Westpac’s Bill Evans calls 2020 recession
Respected Westpac economist Bill Evans says Australia will be in a recession by the second half of the year.
Respected Westpac economist Bill Evans says Australia will be in a recession by the second half of the year.
In a note to clients, Mr Evans, who is the bank’s chief economist, said the economy would contract during the first half of the year.
“On a quarterly basis we expect the economy will contract in both the first and second quarters by 0.3 per cent and 0.3 per cent respectively to be followed by a rebound of 1.4 per cent and 0.8 per cent respectively in the third and fourth quarters,” he said. Annual growth was expected to be 1.6 per cent.
But Mr Evans cautioned that even though the two quarters of economic contraction represented a technical recession, Australia’s relatively low unemployment meant it would be different to previous recessions.
His call came as an internal battle in oil cartel OPEC and fears around the spread of the coronavirus sent oil prices plunging by 30 per cent, a development that fuelled a huge 7.33 per cent fall on the ASX - its biggest one-day drop since the GFC in 2008.

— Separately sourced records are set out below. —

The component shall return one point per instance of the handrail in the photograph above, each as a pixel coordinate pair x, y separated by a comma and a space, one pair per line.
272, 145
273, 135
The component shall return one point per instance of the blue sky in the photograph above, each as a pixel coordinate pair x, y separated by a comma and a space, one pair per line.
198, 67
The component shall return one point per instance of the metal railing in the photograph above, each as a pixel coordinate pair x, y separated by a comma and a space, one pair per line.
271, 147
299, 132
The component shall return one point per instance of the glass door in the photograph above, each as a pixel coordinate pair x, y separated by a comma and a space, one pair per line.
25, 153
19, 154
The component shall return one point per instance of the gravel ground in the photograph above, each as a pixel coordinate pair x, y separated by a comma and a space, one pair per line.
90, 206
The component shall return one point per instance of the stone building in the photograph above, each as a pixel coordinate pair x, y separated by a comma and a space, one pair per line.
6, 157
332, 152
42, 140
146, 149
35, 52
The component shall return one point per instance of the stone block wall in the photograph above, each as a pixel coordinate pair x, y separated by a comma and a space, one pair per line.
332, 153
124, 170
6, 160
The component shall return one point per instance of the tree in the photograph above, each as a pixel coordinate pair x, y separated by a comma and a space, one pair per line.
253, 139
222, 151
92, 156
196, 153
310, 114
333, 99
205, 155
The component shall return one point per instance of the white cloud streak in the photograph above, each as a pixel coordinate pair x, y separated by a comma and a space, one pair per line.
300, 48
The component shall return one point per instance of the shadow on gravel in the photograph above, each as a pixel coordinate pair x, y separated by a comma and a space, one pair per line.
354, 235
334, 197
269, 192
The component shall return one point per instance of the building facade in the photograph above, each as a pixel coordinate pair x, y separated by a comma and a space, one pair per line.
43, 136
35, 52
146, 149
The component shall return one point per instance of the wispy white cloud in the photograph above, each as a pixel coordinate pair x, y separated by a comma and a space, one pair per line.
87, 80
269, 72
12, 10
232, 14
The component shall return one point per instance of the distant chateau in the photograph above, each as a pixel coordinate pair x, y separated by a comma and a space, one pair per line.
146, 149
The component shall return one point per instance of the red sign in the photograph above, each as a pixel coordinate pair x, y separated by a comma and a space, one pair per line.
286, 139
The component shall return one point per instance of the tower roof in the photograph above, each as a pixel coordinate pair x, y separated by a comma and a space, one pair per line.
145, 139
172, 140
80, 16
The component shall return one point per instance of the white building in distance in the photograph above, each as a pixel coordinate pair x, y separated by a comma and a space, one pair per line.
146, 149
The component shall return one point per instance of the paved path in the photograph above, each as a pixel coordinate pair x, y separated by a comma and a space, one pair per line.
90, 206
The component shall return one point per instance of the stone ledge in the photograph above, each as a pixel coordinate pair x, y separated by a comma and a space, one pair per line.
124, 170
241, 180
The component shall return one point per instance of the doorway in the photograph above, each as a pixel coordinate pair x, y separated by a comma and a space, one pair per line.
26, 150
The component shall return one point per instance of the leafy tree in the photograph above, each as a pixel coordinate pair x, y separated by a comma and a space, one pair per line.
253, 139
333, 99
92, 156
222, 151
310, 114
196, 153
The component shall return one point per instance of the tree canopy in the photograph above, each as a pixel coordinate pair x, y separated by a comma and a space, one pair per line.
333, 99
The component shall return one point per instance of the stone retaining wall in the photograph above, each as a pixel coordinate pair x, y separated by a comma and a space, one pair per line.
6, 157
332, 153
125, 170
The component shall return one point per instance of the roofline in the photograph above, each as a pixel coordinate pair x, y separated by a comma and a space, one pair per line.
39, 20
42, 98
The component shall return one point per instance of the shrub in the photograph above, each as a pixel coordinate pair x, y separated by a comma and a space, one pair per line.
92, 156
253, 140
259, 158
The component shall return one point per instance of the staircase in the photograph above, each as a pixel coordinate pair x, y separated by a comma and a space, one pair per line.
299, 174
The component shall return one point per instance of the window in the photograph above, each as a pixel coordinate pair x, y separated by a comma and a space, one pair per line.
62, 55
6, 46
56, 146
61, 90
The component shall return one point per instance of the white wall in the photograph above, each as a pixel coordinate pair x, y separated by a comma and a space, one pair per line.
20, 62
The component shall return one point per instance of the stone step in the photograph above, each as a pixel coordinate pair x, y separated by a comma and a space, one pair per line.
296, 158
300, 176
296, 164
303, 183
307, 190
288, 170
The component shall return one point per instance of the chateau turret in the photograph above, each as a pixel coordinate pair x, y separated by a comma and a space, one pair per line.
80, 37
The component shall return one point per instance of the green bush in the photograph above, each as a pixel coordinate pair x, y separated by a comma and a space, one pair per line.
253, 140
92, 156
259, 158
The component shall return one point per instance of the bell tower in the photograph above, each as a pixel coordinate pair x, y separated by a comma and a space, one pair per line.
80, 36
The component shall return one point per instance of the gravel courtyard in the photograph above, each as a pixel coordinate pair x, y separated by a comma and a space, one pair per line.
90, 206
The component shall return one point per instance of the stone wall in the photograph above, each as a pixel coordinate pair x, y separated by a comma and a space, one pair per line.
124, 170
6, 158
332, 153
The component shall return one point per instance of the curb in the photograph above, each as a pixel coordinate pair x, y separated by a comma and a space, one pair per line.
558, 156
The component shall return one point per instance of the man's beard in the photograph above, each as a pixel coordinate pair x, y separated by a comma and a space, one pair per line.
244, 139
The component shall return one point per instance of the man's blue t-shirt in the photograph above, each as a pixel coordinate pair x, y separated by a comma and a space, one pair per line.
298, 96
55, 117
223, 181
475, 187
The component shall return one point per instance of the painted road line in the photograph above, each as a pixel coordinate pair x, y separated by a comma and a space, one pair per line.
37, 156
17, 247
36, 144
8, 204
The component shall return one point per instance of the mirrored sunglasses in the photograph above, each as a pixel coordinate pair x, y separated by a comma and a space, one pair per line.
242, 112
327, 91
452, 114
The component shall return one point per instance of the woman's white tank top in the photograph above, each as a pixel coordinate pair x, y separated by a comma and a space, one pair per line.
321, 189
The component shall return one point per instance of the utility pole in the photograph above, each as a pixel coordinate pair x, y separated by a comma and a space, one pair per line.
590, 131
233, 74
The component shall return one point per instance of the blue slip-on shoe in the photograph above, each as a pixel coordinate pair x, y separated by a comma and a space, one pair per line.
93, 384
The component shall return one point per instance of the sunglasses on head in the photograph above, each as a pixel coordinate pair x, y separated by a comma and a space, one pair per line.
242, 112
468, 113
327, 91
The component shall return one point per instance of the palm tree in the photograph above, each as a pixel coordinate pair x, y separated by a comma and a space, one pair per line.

“That growth profile constitutes a technical recession but given the expected recovery in the second half of the year it is much more realistic to characterise the situation as a ‘major disruption’ to growth rather than the style of recession that Australia has experienced in the past,” he said
“Indeed, recall that in Australia’s last two recessions the unemployment rate lifted from 6 per cent to around 11 per cent. We expect the unemployment rate to hold below 6 per cent through this period.”
The uncertainties of the coronavirus made predictions more difficult, Mr Evans said. In addition, the forecasts had been made on the assumption of no fiscal stimulus from the government, and would need to be revised once the government revealed details of the stimulus package foreshadowed last week, he said.
Hitting an already “relatively fragile” Australian economy, the effect of the coronavirus on the local and global economies would play out across the first half of the year, Mr Evans said.
But by September the picture would change, he said. “Our figuring is on the basis that by the September quarter the direct impact of the virus and the policies required to contain it will have eased significantly. We expect that development on a global basis providing a significant boost to financial markets.”
The third quarter would show a 1.4 per cent increase in GDP, which would be followed by a “solid” 0.8 per cent increase in the final quarter of the calendar year.
“Based on this growth profile we expect that the unemployment rate will increase to a peak of 5.8 per cent in the second half of 2020; that will be marked by a period of no new jobs growth, followed by outright job losses, to be followed by a sequence of months with jobs growth beginning to recover in the fourth quarter,” Mr Evans said. “Partly easing the pressure on the unemployment rate will be a fall in the participation rate as workers become discouraged by the deteriorating jobs market.”